A new sub-chunking strategy for fast netCDF-4 access in local, remote and cloud infrastructures, chunkindex V1.1.0
Abstract. NetCDF (Network Common Data Form) is a self-describing, portable and platform-independent format for array-oriented scientific data which has become a community standard for sharing measurements and analysis results in the fields of oceanography, meteorology, and space domain.
The volume of scientific data is continuously increasing at a very fast rate and poses challenges for efficient storage and sharing of these data. The object storage paradigm that appeared with cloud infrastructures, can help with data storage and parallel access issues.
The availability of ample network bandwidth within cloud infrastructures allows for the utilization of large amounts of data. Processing data where the data is located is preferable as it can result in substantial resource savings. However, for some use cases downloading data from the cloud is required and results still have to be fetched once processing tasks have been executed on the cloud.
However, networks bandwidth and quality can exhibit significant variations depending on the available resources in different use cases: networks can range from fiber-optic and copper connections to satellite connections with poor reception in degraded conditions on boats, among other scenarios. Therefore, it is crucial for formats and software libraries to be specifically designed to optimize access to data by minimizing the transfer to only what is strictly necessary.
By design, the NetCDF data format offers such capabilities. A netCDF file is composed of a pool of chunks. Each chunk is a small unit of data that is independent and may be compressed. These units of data are read or written in a single I/O operation. In this article, we reuse the notion of sub-chunk introduced in the kerchunk library (Sterzinger et al, 2021): we refer to a sub-chunk as a sub-part of a chunk.
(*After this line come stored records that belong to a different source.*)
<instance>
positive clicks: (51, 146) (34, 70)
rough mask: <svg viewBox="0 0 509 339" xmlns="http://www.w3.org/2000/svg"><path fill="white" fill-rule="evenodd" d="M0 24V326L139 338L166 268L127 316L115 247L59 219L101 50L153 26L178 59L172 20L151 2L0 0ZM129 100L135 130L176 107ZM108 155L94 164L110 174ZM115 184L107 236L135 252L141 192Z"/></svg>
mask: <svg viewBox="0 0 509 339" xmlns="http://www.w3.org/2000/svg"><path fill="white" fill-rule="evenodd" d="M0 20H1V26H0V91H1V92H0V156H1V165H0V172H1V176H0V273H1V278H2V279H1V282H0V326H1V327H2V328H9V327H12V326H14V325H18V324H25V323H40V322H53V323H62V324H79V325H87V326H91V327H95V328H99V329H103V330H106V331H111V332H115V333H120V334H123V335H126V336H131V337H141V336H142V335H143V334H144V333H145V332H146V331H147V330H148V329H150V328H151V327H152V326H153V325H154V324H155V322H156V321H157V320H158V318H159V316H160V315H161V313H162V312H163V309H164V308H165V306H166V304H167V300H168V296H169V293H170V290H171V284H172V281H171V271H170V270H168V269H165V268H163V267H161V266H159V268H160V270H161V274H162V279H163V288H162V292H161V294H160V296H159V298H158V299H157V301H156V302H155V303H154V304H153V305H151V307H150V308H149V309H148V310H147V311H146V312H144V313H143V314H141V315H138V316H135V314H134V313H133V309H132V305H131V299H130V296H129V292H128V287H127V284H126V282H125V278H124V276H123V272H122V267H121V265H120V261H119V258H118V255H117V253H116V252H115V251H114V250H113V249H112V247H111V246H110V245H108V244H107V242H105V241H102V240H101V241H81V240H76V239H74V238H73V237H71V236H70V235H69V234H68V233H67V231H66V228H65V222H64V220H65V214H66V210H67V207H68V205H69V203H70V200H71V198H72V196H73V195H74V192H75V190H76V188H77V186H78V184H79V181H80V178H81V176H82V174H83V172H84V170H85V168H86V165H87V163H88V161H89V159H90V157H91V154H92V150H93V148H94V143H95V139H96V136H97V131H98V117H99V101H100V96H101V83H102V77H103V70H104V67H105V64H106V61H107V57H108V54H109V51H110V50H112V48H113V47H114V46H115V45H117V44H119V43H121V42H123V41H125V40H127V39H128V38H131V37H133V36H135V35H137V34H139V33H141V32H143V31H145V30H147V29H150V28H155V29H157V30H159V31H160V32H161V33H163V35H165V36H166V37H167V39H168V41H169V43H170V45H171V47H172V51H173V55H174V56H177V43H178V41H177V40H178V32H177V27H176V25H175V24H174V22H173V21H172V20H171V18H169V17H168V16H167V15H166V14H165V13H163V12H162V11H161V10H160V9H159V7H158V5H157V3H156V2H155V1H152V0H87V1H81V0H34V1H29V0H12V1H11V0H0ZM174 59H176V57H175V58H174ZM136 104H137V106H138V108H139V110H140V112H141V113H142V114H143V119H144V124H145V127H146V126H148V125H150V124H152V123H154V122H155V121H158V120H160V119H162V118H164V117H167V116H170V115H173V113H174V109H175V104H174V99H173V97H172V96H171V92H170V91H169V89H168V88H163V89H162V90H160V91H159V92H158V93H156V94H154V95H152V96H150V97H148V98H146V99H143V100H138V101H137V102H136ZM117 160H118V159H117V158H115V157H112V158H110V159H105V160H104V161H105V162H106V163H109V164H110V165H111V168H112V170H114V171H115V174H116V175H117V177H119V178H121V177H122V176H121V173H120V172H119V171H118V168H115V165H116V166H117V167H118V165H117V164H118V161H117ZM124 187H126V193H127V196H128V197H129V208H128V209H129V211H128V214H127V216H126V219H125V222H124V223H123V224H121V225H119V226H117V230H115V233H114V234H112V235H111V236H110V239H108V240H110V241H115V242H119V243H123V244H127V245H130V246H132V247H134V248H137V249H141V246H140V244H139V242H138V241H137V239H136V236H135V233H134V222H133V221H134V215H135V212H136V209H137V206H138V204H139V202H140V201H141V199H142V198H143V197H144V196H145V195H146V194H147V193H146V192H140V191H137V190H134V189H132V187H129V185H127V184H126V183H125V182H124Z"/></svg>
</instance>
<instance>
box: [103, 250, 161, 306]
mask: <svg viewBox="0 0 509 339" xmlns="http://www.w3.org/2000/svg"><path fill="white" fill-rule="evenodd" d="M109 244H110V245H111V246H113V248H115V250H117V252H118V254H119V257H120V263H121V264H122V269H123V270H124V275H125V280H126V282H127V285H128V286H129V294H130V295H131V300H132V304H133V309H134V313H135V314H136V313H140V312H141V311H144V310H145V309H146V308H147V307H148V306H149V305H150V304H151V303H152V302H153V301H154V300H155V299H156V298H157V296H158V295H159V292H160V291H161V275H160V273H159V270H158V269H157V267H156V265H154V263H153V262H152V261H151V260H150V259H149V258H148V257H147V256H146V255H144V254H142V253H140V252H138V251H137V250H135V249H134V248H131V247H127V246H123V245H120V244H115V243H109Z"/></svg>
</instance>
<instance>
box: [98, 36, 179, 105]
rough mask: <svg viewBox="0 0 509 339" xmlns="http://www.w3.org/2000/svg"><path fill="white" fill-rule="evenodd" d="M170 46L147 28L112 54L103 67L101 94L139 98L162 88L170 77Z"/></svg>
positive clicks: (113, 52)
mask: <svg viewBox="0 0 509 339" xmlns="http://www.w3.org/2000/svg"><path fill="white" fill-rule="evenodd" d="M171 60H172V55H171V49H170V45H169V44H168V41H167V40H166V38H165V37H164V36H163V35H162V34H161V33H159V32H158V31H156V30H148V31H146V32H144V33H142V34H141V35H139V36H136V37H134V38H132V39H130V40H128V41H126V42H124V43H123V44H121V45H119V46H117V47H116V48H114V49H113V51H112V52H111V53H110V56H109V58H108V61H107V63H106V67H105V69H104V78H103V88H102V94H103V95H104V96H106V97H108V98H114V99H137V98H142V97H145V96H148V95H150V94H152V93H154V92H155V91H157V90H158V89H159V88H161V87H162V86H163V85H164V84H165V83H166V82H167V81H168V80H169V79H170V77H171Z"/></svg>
The sub-chunking strategies help reducing the amount of data transferred by splitting netCDF chunks in even smaller unit of data. Kerchunk limits the sub-chunking capability to uncompressed chunks. Our approach goes further: it allows the sub-chunking of compressed chunks by indexing their content. In this context, a new approach has emerged in the form of a library that indexes the content of netCDF-4. This indexing enables the retrieval of sub-chunks without the need to read and decompress the entire chunk. This approach targets access patterns such as time series in netCDF-4 datasets formatted with large chunks and it has the advantage of not requiring the entire file to be reformatted.
This report provides a performance assessment of netCDF-4 datasets for various use cases and conditions: POSIX and S3 local filesystems, as well as a simulated degraded network connection. The results of this assessment may provide guidance on the most suitable and most efficient library for reading netCDF data in different situations.
Another outcome of this study is the impact of the libraries used to access the data: while extensive existing literature compares different file formats performance (open, read and write), the impact of specific standard libraries remains poorly studied. This study evaluates the performance of four Python libraries (netcdf4-python, xarray, h5py, and a custom chunk-indexing library) for reading parts of the datasets through fsspec or S3fs. To complete the study, a comparison with the cloud-oriented formats Zarr and ncZarr is conducted. Results show that the h5py library provides high efficiency for accessing netCDF-4 formatted files and performance close to Zarr on a S3 server. These results suggest that it may not be necessary to convert netCDF-4 datasets to Zarr when moving to the cloud. This would avoid reformatting petabytes of data and costly adaptation of scientific software.